There is an adage in the publishing business that you can’t judge a book by its cover but you can sell a book by its cover.
I’ve been in on marketing meetings in which New York publishers discussed book covers and what would catch a consumer’s eye. For some reason, books that have yellow tend to sell better. My first book had different tones of yellow, and it has been a best seller for two decades. My third book also had yellow, and it was not, for even the briefest of times, a bestseller.
The book I’m about to tell you about does not have even a smidgen of yellow in it, but I think it is one of the most beautiful book covers I have seen and the primary reason I bought it. I keep it displayed on a bookcase in the bedroom. It is colored in white, blue, red and green. Published by the University of Mississippi Press in 2017, “A Year In Mississippi” is a book of essays by the state’s people that extol different seasons.
There were writers I know and love – Willie Morris and Julia Reed – and those I did not. As these types of books go, some stories are more interesting than others, some writers are more gifted than others. There are essays on revivals, camp meetings, family reunions, debutant balls, canning figs and county fairs. Long before reality television, readers have been drawn to authors who lay bare their souls and share their stories. There was a time, however, when these stories, though raw and real, were not filled with ugliness and bleakness. It can be depressing to wander through bookstores and see so many books that are dark in tone and subject.
“A Year In Mississippi” is nostalgic, informative and touching. One story was so personal, poignant and alive that I wanted to find the author and tell her how much I loved it. People are often kind to me in that aspect which leads me to want to pay it forward to other writers. A word of encouragement can mean so much. This essay, I gathered, was by an elderly woman who said she had lived in the same house for over 50 years.

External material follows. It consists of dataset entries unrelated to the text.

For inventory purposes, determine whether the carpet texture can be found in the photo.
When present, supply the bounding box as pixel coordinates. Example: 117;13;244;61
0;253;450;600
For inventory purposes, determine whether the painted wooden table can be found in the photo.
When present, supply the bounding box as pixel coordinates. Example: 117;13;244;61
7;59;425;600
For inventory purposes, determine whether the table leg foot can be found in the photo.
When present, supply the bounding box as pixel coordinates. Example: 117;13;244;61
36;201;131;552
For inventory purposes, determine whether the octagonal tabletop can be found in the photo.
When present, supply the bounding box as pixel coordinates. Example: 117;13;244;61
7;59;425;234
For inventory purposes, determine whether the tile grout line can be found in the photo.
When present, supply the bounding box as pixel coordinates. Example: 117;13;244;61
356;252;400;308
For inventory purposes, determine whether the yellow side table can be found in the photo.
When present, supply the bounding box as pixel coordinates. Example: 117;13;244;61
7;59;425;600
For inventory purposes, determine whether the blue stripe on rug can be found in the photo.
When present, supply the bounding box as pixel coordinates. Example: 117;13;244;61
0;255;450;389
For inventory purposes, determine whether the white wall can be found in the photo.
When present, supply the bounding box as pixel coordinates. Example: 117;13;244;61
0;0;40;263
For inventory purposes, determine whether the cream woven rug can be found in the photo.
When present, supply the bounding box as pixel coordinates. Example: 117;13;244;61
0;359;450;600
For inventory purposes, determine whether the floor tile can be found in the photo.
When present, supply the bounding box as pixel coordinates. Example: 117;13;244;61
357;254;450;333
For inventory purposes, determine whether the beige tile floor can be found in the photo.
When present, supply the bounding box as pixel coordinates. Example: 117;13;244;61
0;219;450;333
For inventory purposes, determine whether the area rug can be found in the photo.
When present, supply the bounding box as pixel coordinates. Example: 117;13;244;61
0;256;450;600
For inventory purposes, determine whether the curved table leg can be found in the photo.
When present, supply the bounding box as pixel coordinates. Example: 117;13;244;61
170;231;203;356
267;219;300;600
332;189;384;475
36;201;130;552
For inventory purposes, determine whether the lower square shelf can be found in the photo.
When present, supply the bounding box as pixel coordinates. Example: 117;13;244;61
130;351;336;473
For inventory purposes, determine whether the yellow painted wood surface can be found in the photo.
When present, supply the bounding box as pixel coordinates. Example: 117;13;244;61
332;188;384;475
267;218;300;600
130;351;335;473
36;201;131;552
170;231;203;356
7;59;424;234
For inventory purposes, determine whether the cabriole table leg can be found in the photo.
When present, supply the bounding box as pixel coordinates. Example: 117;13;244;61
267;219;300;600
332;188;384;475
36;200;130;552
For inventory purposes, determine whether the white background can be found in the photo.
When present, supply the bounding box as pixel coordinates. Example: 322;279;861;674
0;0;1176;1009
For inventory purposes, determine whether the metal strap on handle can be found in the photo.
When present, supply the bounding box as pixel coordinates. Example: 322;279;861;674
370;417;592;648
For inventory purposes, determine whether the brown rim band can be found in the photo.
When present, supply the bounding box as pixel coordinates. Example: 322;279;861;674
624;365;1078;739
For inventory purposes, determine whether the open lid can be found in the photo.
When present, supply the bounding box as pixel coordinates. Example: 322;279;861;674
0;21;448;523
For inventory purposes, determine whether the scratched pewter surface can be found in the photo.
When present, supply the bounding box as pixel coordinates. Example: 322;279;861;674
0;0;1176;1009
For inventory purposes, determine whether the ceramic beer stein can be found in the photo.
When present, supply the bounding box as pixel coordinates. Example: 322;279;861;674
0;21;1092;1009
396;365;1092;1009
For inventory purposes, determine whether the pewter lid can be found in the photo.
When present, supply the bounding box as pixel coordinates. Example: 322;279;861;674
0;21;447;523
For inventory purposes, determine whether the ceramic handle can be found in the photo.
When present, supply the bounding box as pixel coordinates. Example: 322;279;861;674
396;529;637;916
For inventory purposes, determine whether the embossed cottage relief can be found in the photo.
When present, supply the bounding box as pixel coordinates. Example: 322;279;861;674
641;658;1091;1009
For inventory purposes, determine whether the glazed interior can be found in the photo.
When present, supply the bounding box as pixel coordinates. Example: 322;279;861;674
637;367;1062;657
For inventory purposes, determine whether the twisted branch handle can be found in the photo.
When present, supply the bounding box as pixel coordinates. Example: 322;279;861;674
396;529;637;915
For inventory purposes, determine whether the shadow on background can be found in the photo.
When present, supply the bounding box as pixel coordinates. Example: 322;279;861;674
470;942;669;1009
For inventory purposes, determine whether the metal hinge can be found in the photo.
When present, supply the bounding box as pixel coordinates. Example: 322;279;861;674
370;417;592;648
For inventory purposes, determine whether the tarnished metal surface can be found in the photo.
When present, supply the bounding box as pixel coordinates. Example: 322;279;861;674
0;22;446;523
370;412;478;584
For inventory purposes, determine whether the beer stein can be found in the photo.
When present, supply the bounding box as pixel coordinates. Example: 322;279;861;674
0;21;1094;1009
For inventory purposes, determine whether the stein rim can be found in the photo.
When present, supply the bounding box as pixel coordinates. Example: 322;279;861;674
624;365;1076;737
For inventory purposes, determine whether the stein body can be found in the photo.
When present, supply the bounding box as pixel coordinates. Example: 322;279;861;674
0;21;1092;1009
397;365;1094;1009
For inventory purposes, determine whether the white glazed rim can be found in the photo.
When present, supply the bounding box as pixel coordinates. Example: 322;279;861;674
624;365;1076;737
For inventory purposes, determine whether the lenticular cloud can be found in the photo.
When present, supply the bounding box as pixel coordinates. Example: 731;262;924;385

It’s called “Hurricane Season.” Cheri Thornton McHugh tells a good story with tremendous heart about their home in the Lyman community, outside Gulfport. It begins with her first experience of a hurricane on Sept. 9, 1965 when Betsy landed a black eye to the coast. It was nothing compared to what was to come.
Until Katrina, Camille was the deadliest, most destructive hurricane to hit the Gulf Coast. On Aug. 18, 1969, it cut a swath of disaster through the region that would never be forgotten by those who lived through it.
Mrs. McHugh was a young married woman with three children. She and her husband, Herbert Thornton, escaped but returned to find their property in shambles. Their son’s horse, about to foal, had been left behind and was nowhere to be found. They set about cleaning up their property with a borrowed generator – they were without power for two weeks – and one morning, while she was on top of the house, clearing limbs, her heart was lifted. The horse returned with its baby in tow.
Her life story was touching. Her husband died of a heart attack, her young daughter of a brain aneurysm, then her second husband died, too. Still, with brave spirit, she shouldered it all and carried on admirably.
I was captivated by her willingness to share her challenging journey, so I went in search of her. I found her. In the obituaries. I am sad that I can’t share with her how powerful her words were, but I can tell you.
And, I hope you’ll read her story, too.